I went down to see Richard Buckner at the Southgate House last night. The Southgate House is the premier venue for live music in the Cincinnati/Northern Kentucky area, and I’ve probably seen 40-45 concerts there over the years. It’s my favorite place to see a show.
Richard Buckner, of course, is an old favorite of mine from back in the heady alt-country 90s. He’s responsible for two of my all-time favorite songs (“Lil Wallet Picture” and “Reuben Pantier”) and some of the best live performances I’ve ever witnessed. Tonight’s show was a bit of a disappointment, though.

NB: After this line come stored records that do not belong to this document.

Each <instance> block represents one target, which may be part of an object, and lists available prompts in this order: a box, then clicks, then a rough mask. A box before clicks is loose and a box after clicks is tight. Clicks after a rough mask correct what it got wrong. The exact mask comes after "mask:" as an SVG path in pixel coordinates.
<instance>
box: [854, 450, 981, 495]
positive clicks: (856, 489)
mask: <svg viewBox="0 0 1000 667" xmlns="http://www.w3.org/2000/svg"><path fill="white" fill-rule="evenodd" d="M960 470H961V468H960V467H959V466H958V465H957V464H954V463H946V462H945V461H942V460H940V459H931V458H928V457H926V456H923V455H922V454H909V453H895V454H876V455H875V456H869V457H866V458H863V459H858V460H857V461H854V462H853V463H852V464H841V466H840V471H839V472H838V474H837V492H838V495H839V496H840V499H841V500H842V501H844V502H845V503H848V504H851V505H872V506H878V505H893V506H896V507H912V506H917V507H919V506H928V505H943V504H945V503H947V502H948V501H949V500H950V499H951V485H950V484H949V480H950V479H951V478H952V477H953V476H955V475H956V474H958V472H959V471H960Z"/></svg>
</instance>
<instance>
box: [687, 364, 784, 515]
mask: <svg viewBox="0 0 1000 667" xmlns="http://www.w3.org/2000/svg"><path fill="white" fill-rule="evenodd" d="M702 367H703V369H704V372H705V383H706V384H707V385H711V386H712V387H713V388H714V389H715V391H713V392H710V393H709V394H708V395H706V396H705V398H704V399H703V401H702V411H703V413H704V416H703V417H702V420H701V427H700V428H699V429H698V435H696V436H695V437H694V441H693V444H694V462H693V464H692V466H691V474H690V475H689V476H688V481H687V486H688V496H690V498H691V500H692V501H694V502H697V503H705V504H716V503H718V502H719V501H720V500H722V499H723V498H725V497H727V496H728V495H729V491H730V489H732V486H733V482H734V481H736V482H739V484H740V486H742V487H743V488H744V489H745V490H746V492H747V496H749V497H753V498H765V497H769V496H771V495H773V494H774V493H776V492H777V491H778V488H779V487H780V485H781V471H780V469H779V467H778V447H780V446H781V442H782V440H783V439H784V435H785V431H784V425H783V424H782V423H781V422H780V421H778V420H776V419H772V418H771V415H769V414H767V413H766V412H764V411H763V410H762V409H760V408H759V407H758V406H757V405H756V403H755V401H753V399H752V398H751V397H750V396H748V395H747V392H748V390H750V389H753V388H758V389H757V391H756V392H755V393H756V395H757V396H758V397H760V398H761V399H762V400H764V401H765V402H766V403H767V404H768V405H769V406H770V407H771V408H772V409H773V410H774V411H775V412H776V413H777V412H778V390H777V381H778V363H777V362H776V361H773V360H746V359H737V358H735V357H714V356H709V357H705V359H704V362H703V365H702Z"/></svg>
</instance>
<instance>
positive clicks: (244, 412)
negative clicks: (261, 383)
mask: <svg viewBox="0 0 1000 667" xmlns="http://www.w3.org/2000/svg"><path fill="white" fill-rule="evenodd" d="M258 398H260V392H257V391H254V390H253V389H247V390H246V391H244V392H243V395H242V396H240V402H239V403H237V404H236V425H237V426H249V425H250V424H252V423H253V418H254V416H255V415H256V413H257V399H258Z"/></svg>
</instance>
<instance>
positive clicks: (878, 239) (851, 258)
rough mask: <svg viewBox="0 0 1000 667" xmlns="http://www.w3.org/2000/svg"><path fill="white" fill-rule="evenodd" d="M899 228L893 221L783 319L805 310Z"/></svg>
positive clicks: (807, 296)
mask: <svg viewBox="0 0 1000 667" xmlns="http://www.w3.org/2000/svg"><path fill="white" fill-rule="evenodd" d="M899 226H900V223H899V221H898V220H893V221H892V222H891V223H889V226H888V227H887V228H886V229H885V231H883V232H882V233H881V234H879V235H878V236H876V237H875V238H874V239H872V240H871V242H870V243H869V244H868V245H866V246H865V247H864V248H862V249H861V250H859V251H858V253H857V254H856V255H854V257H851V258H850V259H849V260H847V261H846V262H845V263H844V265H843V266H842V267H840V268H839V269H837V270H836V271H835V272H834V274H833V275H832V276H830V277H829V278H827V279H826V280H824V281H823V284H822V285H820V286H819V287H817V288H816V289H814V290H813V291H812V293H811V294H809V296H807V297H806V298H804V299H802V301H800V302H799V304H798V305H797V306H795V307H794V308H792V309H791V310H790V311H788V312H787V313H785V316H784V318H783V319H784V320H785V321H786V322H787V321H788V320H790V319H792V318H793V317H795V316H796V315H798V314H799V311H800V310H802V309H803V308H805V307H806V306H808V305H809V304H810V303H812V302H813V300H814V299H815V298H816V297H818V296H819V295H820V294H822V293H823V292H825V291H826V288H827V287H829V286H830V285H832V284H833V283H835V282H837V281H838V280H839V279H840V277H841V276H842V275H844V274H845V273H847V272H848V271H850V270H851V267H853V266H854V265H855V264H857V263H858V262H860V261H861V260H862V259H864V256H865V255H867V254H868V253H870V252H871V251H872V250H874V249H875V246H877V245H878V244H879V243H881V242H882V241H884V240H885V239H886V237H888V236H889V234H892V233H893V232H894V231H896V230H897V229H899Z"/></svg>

The concert started out strong, with a solo version of “The Tether & The Tie” from Richard Buckner’s latest release, Meadow. Unfortunately, things fell apart on the second song. He brought out the opening act, a group called Six Parts Seven, to serve as his backing band. The band had played cool instrumental music during their opening set, but they completely bombed on the Buckner songs. They ruined seven and a half of them. Six Parts Seven was too loud and they overpowered the vocals. There were just too many guitars making too much noise. I’m not even sure the band knew the songs they were supposed to be playing. It was awful.
About halfway through a song called “Born Into Giving It Up”, Richard Buckner brought the performance to an abrupt halt. “I’m gonna do the rest alone,” he mumbled. Six Parts Seven slunk off the stage and the concert went back to sounding good again. I was very happy.
The rest of the concert was fantastic–just what I’m used to from Richard Buckner. He skipped over most of my favorites, but I’m happy to say the songs off Meadow sounded good. It was also nice to hear some of the old classics like “Raze”, “Ed’s Song”, and “Emma”. The concert ended, like all Richard Buckner concerts I’ve seen, with a rousing acapella version of “Fater”. The song shows off the power of Richard’s voice and his lyrical skill; it never fails to give me chills.
Even though he managed to salvage the second half of the set, the concert still ended up being a letdown. Six Parts Seven was good by themselves. Richard Buckner was great by himself. Unfortunately, they were close to unlistenable when performing together. There was no chemistry at all. They’ve got a couple dozen tour dates left together, and I can’t help but wonder how that’s going to work out.